This may look a bit odd at first, but it works quite nicely. Its basic
idea is to hijack the tokenizer built into the standard iostream
classes, and put it to our purposes. The main thing necessary to do
that is to create a facet that classifies our delimiters as "space" and
everything else as not-"space". Once we have a stream using our facet,
we can simply read tokens from the stream and use them as we please.

Here's the code:

#include <iostream>
#include <deque>
#include <sstream>
#include <iterator>

#include "facet"

template <class T>
class delims : public ctype_table<T>
{
public:
delims(size_t refs = 0)
: ctype_table<T>(ctype_table<T>::empty)
{
for (int i=0; i<table_size; i++)
if((isspace(i) || ispunct(i)) && !(i == '_' || i == '#'))
table()[widen(i)] = mask(space);
}
};

int main() {
std::string buf;
std::locale d(std::locale::classic(), new delims<char>);

while ( std::getline(std::cin, buf)) {
// deque to hold tokens.
std::deque<std::string> tok;

// create istringstream from the input string and have it use our facet.
std::istringstream is(buf);
is.imbue(d);

std::istream_iterator<std::string> in(is), end;

// copy tokens from our stream into a deque
std::copy(in, end,
std::back_inserter<std::deque<std::string> >(tok));

// show tokens, one per line.
std::copy(tok.begin(), tok.end(),
std::ostream_iterator<std::string>(std::cout, "\n"));
}

return 0;
}

Note that if we knew we were going to use std::cin for this, we could
just imbue std::cin with the locale we created, and read directly from
it into the deque:

// same facet as above.

int main() {
std::locale d(std::locale::classic(), new delims<char>);
std::cin.imbue(d);

std::istream_iterator<std::string> in(std::cin), end;
std::ostream_iterator<std::string> out(std::cout, "\n");

std::copy(in, end, out);
return 0;
}

Of course, even if you're planning to put the tokens into some
container, you can still imbue the input stream with the locale instead
of reading from stream to string, then imbuing a stringstream with the
locale.

The facet header I'm using contains some code I posted a while back --
it looks like this:

#include <locale>
#include <algorithm>

template<class T>
class table {
typedef typename std::ctype<T>::mask tmask;

tmask *t;
public:
table() : t(new std::ctype<T>::mask[std::ctype<T>::table_size]) {}
~table() { delete [] t; }
tmask *the_table() { return t; }
};

template<class T>
class ctype_table : table<T>, public std::ctype<T> {
protected:
typedef typename std::ctype<T>::mask tmask;

enum inits { empty, classic };

ctype_table(size_t refs = 0, inits init=classic)
: std::ctype<T>(the_table(), false, refs)
{
if (classic == init)
std::copy(classic_table(),
classic_table()+table_size,
the_table());
else
std::fill_n(the_table(), table_size, mask());
}
public:
tmask *table() {
return the_table();
}
};

This handles most of the dirty work of creating a facet, so about all
you're left with is specifying what characters you want treated as
delimiters, and then telling the stream to use a locale that includes
the facet.

--
Later,
Jerry.

The universe is a figment of its own imagination.

SomeDumbGuy

unread,
Oct 8, 2003, 3:29:11 AM10/8/03
to
Mike Wahler wrote:

>>>You might squeeze out some more performance by making
>>>that last parameter a const reference.
>>
>>Sorry to bother you.
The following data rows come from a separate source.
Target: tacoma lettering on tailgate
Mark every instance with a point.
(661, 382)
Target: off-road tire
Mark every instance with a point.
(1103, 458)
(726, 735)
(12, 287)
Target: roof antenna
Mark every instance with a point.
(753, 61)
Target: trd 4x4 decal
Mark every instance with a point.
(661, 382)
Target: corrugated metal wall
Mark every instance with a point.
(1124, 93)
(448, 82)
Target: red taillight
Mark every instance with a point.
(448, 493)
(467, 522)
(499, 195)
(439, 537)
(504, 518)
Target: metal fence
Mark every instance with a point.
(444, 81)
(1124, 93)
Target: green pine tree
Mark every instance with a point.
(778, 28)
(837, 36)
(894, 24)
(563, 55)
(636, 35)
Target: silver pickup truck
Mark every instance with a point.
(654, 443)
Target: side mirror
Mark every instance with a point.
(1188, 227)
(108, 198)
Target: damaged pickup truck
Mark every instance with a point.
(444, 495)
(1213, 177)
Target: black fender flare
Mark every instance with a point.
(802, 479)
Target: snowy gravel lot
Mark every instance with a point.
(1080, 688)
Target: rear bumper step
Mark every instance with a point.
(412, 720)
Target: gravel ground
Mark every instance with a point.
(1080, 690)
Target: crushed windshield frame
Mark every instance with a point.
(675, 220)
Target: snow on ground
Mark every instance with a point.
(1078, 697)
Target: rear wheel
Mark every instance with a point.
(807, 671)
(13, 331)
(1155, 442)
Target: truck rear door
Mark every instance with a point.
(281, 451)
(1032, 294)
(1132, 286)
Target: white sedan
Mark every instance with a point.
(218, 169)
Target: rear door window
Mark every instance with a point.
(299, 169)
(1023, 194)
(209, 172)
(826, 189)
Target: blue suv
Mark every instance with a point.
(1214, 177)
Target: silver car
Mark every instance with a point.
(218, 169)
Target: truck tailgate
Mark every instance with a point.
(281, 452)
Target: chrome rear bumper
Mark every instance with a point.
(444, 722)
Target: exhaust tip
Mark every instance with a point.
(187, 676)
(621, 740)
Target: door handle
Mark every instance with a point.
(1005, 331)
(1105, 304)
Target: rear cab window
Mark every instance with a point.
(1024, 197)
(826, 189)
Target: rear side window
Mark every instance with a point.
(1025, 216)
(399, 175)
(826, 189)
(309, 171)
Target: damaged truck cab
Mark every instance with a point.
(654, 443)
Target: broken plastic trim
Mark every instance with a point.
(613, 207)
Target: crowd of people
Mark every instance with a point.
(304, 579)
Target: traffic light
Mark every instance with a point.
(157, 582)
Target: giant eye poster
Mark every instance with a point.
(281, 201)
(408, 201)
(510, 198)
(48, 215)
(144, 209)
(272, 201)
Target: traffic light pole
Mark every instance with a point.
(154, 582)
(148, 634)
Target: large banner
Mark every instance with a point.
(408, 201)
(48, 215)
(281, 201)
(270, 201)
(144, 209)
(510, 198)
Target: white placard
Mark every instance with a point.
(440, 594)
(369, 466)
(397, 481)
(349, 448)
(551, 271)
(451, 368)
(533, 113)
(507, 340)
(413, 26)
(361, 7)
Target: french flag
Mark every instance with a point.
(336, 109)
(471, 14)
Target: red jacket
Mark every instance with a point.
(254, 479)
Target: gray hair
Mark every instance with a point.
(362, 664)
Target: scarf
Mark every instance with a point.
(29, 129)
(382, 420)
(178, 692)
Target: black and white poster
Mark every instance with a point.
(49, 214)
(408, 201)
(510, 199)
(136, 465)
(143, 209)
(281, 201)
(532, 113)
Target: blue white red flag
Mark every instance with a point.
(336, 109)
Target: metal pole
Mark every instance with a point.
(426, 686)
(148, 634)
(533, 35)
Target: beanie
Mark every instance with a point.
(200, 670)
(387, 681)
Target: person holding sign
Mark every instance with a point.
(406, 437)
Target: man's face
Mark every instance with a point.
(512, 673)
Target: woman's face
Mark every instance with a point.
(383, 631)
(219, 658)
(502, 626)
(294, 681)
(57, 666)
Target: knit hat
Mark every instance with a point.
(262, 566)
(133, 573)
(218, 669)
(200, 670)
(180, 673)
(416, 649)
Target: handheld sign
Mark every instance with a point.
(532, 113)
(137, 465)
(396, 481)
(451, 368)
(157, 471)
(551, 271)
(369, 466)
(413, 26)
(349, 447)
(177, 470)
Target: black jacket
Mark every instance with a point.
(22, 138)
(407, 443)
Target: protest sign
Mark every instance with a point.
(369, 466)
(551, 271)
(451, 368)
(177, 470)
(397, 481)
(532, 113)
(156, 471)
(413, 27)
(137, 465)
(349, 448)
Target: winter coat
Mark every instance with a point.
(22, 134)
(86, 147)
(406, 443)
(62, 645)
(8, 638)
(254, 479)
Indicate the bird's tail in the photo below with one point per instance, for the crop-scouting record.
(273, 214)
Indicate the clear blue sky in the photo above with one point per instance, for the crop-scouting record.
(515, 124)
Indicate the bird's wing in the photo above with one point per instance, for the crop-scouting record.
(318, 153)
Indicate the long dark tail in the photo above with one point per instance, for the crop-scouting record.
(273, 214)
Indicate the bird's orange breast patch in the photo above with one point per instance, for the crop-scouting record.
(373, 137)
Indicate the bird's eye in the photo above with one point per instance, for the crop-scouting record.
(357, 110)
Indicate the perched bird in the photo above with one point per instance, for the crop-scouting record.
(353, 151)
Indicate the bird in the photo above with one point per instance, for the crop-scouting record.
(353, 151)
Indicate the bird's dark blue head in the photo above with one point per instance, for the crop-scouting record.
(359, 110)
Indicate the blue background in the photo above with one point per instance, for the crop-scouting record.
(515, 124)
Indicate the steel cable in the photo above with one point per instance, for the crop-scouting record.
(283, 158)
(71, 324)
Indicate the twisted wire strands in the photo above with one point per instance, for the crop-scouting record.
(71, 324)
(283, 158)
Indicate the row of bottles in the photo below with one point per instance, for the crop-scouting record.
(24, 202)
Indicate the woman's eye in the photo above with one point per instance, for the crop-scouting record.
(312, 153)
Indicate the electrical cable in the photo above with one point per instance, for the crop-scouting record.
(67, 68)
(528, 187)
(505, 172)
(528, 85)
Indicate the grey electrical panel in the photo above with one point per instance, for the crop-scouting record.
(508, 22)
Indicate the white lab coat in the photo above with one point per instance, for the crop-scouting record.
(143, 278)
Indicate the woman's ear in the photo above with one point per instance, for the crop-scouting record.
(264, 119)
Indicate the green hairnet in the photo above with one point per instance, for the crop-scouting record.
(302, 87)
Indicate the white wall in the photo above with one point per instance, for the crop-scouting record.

I was wondering how making it a const reference
>>would help performance?
>
>
> Note the word "might". Depending upon the implementation,
> an iterator might be a simple pointer, but it also could
> be an elaborate large structure, in which case passing
> by reference could be faster than passing a copy by
> value, and would still probably be just as fast as
> pass by value if the iterator is represented with a
> pointer type.

> The "traditional wisdom" concerning parameter types is
> essentially:
>
> For non-built-in types or "unknown" types (specified by
> a template argument), pass by const reference by default.
>
> If the function needs to modify the caller's argument,
> regardless of type, pass by nonconst reference.
>
> If the parameter is always a built-in type and the function
> need not modify the caller's argument, pass by value or
> const reference.
>
> Or something like that. :-)
>
> Does that help?

Yes. :)

David Rubin

unread,
Oct 8, 2003, 11:41:45 AM10/8/03
to
Jerry Coffin wrote:

> This may look a bit odd at first, but it works quite nicely. Its basic
> idea is to hijack the tokenizer built into the standard iostream
> classes, and put it to our purposes. The main thing necessary to do
> that is to create a facet that classifies our delimiters as "space" and
> everything else as not-"space". Once we have a stream using our facet,
> we can simply read tokens from the stream and use them as we please.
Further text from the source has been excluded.